After Shirley has her hair-do. After Gladys has her manicure. After Sylvia, her massage. After Thelma’s done her shopping for her husband’s second cousin who is having a Bar Mitzvah at the Waldorf.
After they have lunched at Schrafft’s—
They sit. Play gin.
There are candies on the table—There are little sliver sandwiches.
As they sat by the spit, as they sat by the cauldron, they sit. They play cards.
It is a nice adjunct to chit-chat.
The old man—the Player—sits.
He uses a dainty score-pad. Uses a dainty, little pencil.
Once—a card was blue. Or red. Once—when cards belonged to men—there were two or three designs. Good. Manly. Honest. Geometrical designs.
Now—a card is Technicolored. A card is Joseph-colored. Pretty pictures on its back. A dog—with lush, feminine eyes. A naked girl, with greyhound grace; pert, Esquire-like breasts.
He sits. He plays cards.
He plays. For small stakes.
If he wins, he tries to feel good. If he loses—he tries to tell himself that it’s just a couple of cents. It is just a game of cards.
He sits. His House of Cards is only a house of cards.
He is petulant. He nags his partners.
He is bored with what he’s doing.
A man has to do something!
He sits.
He plays cards.
_____________
IV
This essay has been written because of Mr. Isaac Rivkind.
Mr. Rivkind has been gathering data on the Jewish gambler as a cultural phenomenon. After twenty years, he now has enough material to fill three volumes. Yivo has issued the first—The Fight Against Gambling Among Jews. (New York, Yiddish Scientific Institute, 1947).
He covers the last five centuries, but he gives the most space to the recent decades in America. When he discusses this period, he shows the most feeling.
The author is far from being objective. The Fight Against Gambling Among Jews. —The very title of his book is a bit of special pleading.
Mr. Rivkind detests gambling. To be precise—it is not gambling; it is card playing that he detests.
He feels that cards have stunted the mental, moral, and spiritual stature of the American Jew. Because of this, he—properly—loathes them.
Mr. Rivkin is an eminent librarian. His book is a librarian’s book. A compilation of source materials. These materials are not affected by Mr. Rivkind’s feeling of animus. His citations speak for themselves. Mr. Rivkind’s bias, however, gives the book a certain deficiency.

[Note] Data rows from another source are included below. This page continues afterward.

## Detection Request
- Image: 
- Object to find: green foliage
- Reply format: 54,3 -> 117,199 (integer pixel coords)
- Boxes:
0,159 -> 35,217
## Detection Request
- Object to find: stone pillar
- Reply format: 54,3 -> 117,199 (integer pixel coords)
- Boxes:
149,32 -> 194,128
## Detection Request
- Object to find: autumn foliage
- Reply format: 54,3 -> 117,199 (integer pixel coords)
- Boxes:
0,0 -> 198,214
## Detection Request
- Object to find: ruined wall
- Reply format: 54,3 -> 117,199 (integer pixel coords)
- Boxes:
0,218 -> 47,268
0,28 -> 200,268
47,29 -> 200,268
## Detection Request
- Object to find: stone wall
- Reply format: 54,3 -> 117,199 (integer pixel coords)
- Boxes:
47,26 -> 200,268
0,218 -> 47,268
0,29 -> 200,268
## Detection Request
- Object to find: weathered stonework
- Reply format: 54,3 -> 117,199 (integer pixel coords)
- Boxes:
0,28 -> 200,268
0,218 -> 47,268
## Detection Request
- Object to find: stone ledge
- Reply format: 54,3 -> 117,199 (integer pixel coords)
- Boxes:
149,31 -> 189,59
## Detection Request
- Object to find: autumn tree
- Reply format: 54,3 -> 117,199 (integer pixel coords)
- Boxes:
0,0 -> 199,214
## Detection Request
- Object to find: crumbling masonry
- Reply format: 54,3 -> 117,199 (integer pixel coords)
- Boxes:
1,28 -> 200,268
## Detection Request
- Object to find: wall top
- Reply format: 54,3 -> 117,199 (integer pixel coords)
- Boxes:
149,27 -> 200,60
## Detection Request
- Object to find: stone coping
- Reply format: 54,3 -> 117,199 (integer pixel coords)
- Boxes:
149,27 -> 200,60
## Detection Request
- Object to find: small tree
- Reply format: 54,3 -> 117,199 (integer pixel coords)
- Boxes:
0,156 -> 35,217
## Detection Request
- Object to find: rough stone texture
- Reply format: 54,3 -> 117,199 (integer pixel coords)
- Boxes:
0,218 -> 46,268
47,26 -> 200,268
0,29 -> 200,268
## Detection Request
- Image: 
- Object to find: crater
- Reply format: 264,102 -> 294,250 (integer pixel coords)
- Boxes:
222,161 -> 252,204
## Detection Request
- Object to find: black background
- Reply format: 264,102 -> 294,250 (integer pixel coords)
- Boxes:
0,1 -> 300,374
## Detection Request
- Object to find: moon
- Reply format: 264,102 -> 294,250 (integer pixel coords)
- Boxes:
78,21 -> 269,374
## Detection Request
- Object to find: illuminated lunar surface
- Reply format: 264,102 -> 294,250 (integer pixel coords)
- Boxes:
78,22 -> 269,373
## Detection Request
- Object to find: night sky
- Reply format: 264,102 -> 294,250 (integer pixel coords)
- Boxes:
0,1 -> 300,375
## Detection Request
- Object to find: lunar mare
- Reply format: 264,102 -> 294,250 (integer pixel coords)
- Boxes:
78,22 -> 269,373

Mr. Rivkind sees his book as a study in cultural history. And, so long as he stays in East Europe, he is a cultural historian. He provides a setting. A soil. We see how the why stems out of the background; how the how, the where, the when, are related to the environment.
As soon as we gaze upon America, there is—suddenly—no context. Mr. Rivkind no longer bothers to build up the scene. He has some blistering citations. And, armed with these, he leaps into the fray.

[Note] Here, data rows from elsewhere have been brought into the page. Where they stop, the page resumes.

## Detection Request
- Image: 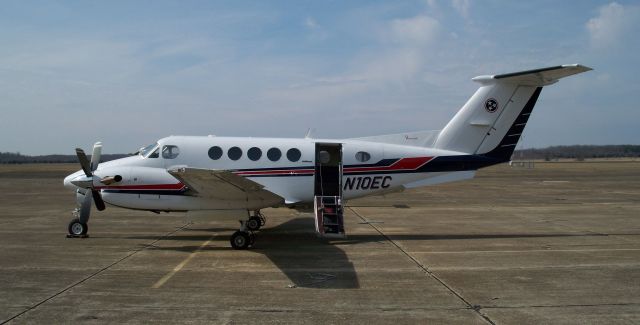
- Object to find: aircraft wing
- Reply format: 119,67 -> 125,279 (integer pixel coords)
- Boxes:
168,167 -> 284,202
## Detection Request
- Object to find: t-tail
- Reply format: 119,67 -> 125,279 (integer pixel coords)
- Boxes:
434,64 -> 591,163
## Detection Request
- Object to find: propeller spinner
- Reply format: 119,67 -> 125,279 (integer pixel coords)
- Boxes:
69,142 -> 105,236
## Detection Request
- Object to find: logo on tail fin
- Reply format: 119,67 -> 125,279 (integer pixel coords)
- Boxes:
484,98 -> 498,113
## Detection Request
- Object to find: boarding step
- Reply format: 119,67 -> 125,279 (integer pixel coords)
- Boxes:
314,196 -> 345,238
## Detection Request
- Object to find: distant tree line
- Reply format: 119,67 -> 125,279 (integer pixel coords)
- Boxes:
512,144 -> 640,161
0,152 -> 129,164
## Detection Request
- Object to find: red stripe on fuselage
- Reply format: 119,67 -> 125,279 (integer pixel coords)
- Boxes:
96,183 -> 184,190
344,157 -> 433,173
228,157 -> 434,176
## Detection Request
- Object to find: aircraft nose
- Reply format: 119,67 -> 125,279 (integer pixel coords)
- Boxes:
62,170 -> 84,190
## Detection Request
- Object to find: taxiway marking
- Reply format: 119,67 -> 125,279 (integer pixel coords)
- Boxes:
151,234 -> 216,289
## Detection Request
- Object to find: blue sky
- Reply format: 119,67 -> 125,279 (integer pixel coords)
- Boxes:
0,0 -> 640,154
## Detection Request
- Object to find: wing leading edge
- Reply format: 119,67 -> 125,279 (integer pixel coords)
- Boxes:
168,167 -> 284,205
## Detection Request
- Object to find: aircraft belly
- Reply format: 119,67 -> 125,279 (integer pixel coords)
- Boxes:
102,193 -> 280,211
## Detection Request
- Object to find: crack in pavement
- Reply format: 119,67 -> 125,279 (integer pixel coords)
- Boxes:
0,221 -> 193,325
348,207 -> 495,325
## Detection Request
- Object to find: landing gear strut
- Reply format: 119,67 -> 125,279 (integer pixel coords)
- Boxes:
230,211 -> 266,249
247,211 -> 266,231
67,209 -> 89,238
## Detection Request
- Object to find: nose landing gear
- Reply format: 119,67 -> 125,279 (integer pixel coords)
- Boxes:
67,209 -> 89,238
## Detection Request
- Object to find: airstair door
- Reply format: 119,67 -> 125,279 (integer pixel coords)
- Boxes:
314,143 -> 345,238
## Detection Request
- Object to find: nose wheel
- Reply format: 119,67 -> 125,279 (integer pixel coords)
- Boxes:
67,218 -> 89,238
230,230 -> 255,249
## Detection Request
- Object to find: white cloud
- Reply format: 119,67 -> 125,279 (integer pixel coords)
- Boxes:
387,15 -> 441,46
586,2 -> 639,47
451,0 -> 471,19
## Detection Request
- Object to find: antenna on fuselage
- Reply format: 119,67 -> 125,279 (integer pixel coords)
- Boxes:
304,128 -> 316,139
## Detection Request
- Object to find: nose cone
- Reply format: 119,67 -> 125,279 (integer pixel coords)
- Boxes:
63,170 -> 84,190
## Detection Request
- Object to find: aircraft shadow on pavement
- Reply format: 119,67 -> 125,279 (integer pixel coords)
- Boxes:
137,217 -> 360,289
130,217 -> 607,289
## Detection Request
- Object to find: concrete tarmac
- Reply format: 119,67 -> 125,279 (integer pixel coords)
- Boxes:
0,162 -> 640,324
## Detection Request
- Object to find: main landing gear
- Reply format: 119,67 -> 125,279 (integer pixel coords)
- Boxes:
230,211 -> 266,249
67,209 -> 89,238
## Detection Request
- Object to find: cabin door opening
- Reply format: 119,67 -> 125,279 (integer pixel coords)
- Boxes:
314,143 -> 342,199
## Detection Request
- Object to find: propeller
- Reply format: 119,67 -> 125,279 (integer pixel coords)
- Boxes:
73,142 -> 105,223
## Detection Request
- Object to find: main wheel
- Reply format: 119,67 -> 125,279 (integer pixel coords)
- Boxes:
231,230 -> 251,249
69,219 -> 89,236
247,216 -> 262,231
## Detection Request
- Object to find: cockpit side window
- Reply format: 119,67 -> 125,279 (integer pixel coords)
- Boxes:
138,143 -> 158,157
147,148 -> 160,158
162,145 -> 180,159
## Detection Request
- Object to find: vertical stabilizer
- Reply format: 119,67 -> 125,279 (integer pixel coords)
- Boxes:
434,64 -> 591,161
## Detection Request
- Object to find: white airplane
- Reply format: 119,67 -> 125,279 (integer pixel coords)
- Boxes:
64,64 -> 591,249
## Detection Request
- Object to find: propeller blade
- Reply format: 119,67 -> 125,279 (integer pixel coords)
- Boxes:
91,190 -> 105,211
91,142 -> 102,172
76,148 -> 93,177
79,193 -> 93,223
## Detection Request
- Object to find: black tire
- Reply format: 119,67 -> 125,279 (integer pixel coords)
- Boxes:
230,230 -> 251,249
68,219 -> 89,236
247,216 -> 262,231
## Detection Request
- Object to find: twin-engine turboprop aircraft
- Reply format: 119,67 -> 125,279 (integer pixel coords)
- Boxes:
64,64 -> 591,249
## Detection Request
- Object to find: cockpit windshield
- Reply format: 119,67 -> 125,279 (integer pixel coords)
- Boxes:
140,143 -> 158,157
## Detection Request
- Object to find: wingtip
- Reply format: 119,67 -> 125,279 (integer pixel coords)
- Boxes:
562,63 -> 593,72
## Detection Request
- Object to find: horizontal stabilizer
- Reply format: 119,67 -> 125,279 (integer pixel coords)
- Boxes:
472,64 -> 592,87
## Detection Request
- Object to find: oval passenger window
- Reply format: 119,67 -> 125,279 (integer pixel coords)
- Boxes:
287,148 -> 302,161
267,148 -> 282,161
209,146 -> 222,160
356,151 -> 371,162
227,147 -> 242,160
247,147 -> 262,161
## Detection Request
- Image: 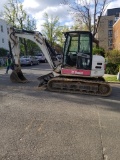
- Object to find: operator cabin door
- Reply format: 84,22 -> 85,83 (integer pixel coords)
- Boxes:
76,32 -> 92,70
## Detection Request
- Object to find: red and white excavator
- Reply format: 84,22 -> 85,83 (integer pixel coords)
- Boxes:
9,27 -> 112,96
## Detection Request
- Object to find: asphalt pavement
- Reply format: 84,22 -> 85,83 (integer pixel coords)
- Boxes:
0,63 -> 120,160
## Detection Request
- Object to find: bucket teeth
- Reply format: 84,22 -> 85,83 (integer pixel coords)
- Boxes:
37,72 -> 54,87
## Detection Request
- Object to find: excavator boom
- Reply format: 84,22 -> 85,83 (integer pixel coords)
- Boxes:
9,28 -> 112,96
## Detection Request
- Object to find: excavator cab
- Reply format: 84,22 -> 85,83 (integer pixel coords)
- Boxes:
63,31 -> 92,70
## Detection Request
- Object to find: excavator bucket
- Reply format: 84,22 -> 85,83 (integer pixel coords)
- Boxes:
37,72 -> 54,87
10,69 -> 28,83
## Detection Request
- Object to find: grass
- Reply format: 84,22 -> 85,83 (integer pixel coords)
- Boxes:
104,75 -> 120,82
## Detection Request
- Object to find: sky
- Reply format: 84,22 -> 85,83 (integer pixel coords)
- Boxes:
0,0 -> 120,31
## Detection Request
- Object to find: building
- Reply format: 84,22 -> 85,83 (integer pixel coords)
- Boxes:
113,18 -> 120,50
97,16 -> 115,50
0,19 -> 9,50
96,8 -> 120,50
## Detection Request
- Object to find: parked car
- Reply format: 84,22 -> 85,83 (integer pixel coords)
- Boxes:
20,56 -> 39,66
35,53 -> 47,63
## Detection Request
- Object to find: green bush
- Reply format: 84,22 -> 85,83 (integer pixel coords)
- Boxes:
105,63 -> 119,75
105,50 -> 120,64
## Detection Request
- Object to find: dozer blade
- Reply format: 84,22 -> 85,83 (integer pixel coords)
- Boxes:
10,70 -> 28,83
37,72 -> 54,87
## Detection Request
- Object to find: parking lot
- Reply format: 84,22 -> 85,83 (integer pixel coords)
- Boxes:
0,63 -> 120,160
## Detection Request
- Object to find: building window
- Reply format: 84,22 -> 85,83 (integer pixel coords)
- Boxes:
108,20 -> 113,28
108,39 -> 113,47
108,30 -> 113,37
1,26 -> 3,32
2,38 -> 4,43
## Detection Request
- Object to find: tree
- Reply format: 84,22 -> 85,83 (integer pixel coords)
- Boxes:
42,13 -> 62,46
3,0 -> 37,54
63,0 -> 111,46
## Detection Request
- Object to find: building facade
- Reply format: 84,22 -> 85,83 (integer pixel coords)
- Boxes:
113,18 -> 120,50
0,19 -> 9,50
96,8 -> 120,50
97,16 -> 115,50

Now, Mr. Rivkind—I have no objection to the fact that you do not admire the card player.
I like a prejudice. The more crabbed the prejudice, the better I like it.
Mr. Pinski disapproves of cards and card players. Mr. Liesin disapproves. Mr. Niger disapproves—You quote ’em with relish.
I enjoy these quotations. I enjoy your relish. The only thing I object to is the way that you put the player into a vacuum.
People—Mr. Rivkind.
People. Not straw men.
I have watched ’em for thirty-five years. I swear to you, they are people.
There were reasons why they played. They did not do it only to annoy you.
They were part of a time and a place.
Whenever time and place changed, there were changes in the way they played.
The study of how they played is the study of how they lived!
Please, Mr. Rivkind—do not misunderstand me.
This is not an attack.
You have written a learned book. There are indices. There are foot-notes. There are three appendices.
Only—as I read it, I felt that there was a little something that was missing.
This is my shy attempt to supply that little something. This is my humble try to give you the Hamlet for your drama.